In fact, the right to abortion makes women more than equal: To exercise complete control over their own bodies, women may place their own interests above those of, say, fathers, who might care whether a baby is born, and fetuses, who have no opinion but are nonetheless much affected.
It's not so much women's equality that's under attack. It's freedom — sexual freedom.
Same-sex marriage advocates made the strategic call to break from gay liberation — which was in essence a struggle for sexual freedom — and shout instead about equality. They focused on taxes, health care and death benefits. They called sexual equality "marriage equality." They called sex "love."
And while their political campaigns drew emotional sympathy by showcasing "families" — a zillion pictures of cute kids cooking dinner or riding bikes with their two dads or moms — a central legal precedent of Obergefell is Griswold v. Connecticut. That is the 1965 Supreme Court case affirming the right of married people to use contraception. Griswold established the Constitutional protection of privacy in intimate decisions. But it also acknowledged that marriage doesn't have to be about procreation.
Both of these tactics — the emotional, nonsexual one and the legal, covertly sexual one — worked spectacularly. The Supreme Court adopted the advocates' chaste celebration of marriage with sanctimonious rapture. Marriage "embodies the highest ideals of love, fidelity, devotion, sacrifice, and family," wrote Justice Anthony Kennedy for the majority in Obergefell.
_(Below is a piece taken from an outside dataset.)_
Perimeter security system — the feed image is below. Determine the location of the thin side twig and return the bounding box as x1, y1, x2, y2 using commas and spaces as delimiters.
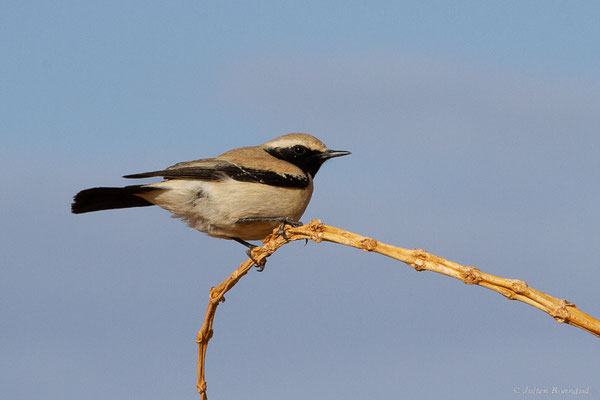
196, 220, 600, 400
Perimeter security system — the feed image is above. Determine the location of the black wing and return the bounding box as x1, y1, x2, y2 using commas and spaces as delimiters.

Marital love "may endure even past death," he added — something that cannot be said of a sexual relationship.
And even while remaining mum about what same-sex Mums are doing in the bedroom other than making babies, the Court asserted that "precedent protects the right of a married couple not to procreate, so the right to marry cannot be conditioned on the capacity or commitment to procreate." Marriage and reproduction took one more step apart.
Meanwhile, back in the abortion-rights movement, advocates were also trying to change the subject from sex. First they called abortion "choice" — as if having a baby or not were akin to buying the brown shoes or the black. When that, rightly, came across as trivializing, activists adopted the vague and decidedly unsexy phrase "reproductive health care."
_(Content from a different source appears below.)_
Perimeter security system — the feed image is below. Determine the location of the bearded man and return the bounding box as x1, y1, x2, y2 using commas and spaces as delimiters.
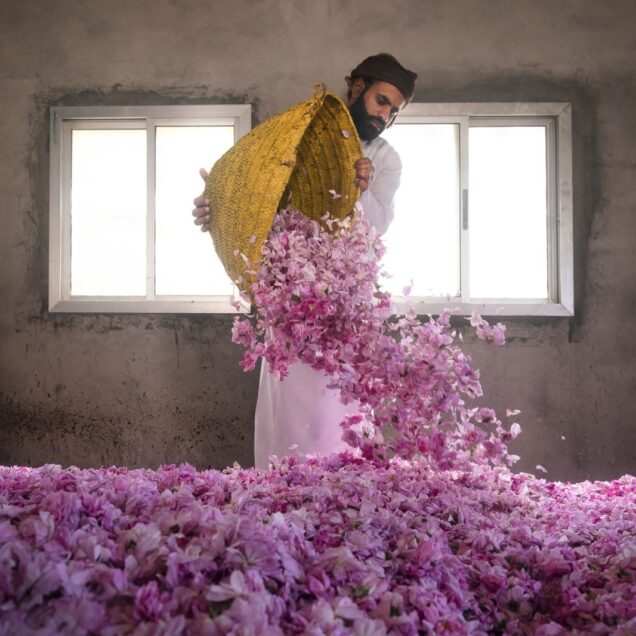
192, 53, 417, 468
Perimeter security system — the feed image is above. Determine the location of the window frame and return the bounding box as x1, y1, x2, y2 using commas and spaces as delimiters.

But, unlike the parallel tactic of the same-sex-marriage campaigns, the attempt to desexualize abortion bombed.
While marriage is a lot of things, abortion is but one: a solution to unintended pregnancy. Unintended pregnancy happens in only one way: A man and a woman have sex (making babies in petri dishes and other people's borrowed wombs is intentional). Eliminating pregnancy, abortion leaves sex standing alone, uncloaked by punishing consequence. No linguistic legerdemain can dissociate abortion from sex.
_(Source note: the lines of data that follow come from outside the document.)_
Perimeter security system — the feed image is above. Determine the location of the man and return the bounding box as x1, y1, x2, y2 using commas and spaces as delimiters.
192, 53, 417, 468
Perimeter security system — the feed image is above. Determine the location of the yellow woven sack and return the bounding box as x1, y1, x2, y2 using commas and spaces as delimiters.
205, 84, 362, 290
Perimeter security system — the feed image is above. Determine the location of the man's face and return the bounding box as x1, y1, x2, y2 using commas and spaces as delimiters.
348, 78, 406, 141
So marriage advocates won civil equality by keeping homosexual sex on the down low. And their lawyers prevailed, in part, because 50 years ago birth-control advocates — many of them feminists before the women's movement — won the right of women to use medical methods to enjoy sex without procreating.
Since June 26, some people who enjoy sex with people whose genitals are more or less like their own are freer to live and love as they wish, and more legally secure in doing so. Bravo.
And women of childbearing age, who have working female reproductive organs and engage in sex with fertile men, are fighting a growing body of laws aimed at shackling their sexual pleasure to compulsory procreation.
For a woman to put her own desires and interests before those of men or unborn beings is still fundamentally threatening to the social order — perhaps, at the moment, more threatening than married love between queers.
Could it be that the love that dare not speak its name is a woman's love for herself — grounded not in privacy, or even in equality, but in an inviolable right to own the body she lives in? That love is still waiting for social affirmation, still bereft of legal protection.